When skinny girls complain about being unable to gain weight, they get little sympathy. Just like when fertiles complain to infertiles about getting pregnant every time their husband looks at them. Or like the time my husband needed a new wallet because his old wallet had been so full of money that it burst. Lest you think we’re rolling in the dough, it’s not what you think. A dozen guys had reimbursed him for prepaying their hotel rooms during a Boys’ Weekend. Even from the guys who had just handed him a large amount of money in small bills, there were a lot of glares when he announced the state of his wallet.
Back to me, and being simultaneously fat and skinny.
I’m not like the skinny girls, I swear. I am not, and have never been anything close to, a skinny girl.
I’m just carrying twins. To increase the likelihood of actually giving birth to two live babies, I need to gain a lot of weight throughout this pregnancy. The estimates vary depending on who you listen to/which books you read, but the twin book that I trust the most says that the best outcomes for multiples in terms of survival and reduced prematurity require a lot of weight gain. Mind-boggling caloric intake and double the protein that I’ve been getting even on days when I try hard to consume protein. For a vegetarian who has lost her taste for most sweets, getting that many calories is pretty much impossible. (See? Cry Me A River territory, right?)
I’ve been eating constantly, and I thought that I was pretty well on track. Most of my pants no longer fit, and my belly is much bigger than usual.
Then I went to the OB. I haven’t been on a scale since before getting pregnant, so I had no idea how much weight I’ve actually gained. I would have guessed at least 10 pounds (which would be perfect given the twin recommendations and my starting BMI).
Nope. I have gained (drum roll)…
My weight during treatments has fluctuated in a 5-pound range, and today I was smack-dab in the middle of that range. What the hell? I am certainly bigger, so where is that weight going (and why didn’t my weight magically disappear before I was pregnant, when I wouldn’t have minded)?

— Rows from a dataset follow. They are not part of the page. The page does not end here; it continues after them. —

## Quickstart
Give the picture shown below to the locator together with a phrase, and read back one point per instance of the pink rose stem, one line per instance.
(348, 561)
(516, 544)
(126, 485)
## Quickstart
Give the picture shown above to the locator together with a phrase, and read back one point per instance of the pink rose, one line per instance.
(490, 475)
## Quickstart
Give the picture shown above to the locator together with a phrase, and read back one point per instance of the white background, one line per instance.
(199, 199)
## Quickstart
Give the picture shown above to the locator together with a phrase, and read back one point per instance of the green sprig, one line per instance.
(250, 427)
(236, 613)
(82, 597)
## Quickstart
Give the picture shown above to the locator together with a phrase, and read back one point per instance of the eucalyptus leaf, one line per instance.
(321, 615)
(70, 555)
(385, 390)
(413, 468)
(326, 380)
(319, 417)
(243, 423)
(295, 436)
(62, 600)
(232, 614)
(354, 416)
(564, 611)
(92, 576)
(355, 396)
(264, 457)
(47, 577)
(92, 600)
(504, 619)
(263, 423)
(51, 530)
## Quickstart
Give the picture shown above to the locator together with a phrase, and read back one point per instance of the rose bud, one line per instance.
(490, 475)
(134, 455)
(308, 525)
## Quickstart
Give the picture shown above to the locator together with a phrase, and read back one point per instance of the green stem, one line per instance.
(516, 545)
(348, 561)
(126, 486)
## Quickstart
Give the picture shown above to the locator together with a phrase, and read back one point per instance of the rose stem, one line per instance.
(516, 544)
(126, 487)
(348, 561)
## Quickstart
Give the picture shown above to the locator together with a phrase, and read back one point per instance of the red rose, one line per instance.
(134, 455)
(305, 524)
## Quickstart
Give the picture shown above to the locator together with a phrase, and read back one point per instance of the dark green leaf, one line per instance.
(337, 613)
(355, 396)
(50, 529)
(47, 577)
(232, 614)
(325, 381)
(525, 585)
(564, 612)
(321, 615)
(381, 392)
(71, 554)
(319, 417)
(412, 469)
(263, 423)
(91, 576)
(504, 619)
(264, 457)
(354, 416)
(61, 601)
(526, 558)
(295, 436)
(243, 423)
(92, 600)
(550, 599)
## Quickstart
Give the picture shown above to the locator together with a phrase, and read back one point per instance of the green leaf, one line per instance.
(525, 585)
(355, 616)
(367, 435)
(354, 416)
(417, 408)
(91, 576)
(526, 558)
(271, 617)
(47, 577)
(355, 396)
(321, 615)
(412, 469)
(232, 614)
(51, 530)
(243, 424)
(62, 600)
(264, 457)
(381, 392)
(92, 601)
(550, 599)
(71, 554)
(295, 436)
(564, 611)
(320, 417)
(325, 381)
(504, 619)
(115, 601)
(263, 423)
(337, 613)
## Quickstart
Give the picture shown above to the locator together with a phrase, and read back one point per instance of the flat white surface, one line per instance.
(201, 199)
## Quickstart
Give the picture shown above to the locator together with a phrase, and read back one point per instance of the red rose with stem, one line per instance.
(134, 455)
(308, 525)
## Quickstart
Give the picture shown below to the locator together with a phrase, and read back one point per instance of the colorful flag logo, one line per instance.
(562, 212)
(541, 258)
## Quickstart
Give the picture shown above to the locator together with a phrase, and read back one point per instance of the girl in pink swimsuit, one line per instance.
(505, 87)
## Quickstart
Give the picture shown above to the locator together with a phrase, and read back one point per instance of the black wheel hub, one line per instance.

DH said that he has been secretly monitoring my food intake, and that although I am eating more, I am also eating mostly healthy foods. Too much salad! Even my salad dressing choice is not fatty enough.
I now have to eat almost nonstop, and I need to work in more fattening foods (most of which don’t appeal to me, between the nausea, aversions, and my preexisting eating patterns). Remember when I said that I have the weirdest problem?
I will leave you with two vignettes that demonstrate the yin and yang of my skinny fatness.
We saw a bunch of friends this weekend, including the Other Hosts. I tried to camouflage my belly, and apparently succeeded. We ended up telling the Other Hosts and one other person about the pregnancy, because DH really wanted to be able to tell someone the good news in person and his closest friend made a pretty good candidate, but I drew the line at making an announcement in front of a dozen people, some of whom I barely know. After Mr. Other Host heard the news, he said, “That’s funny, because I was going to ask you if you’d lost weight.”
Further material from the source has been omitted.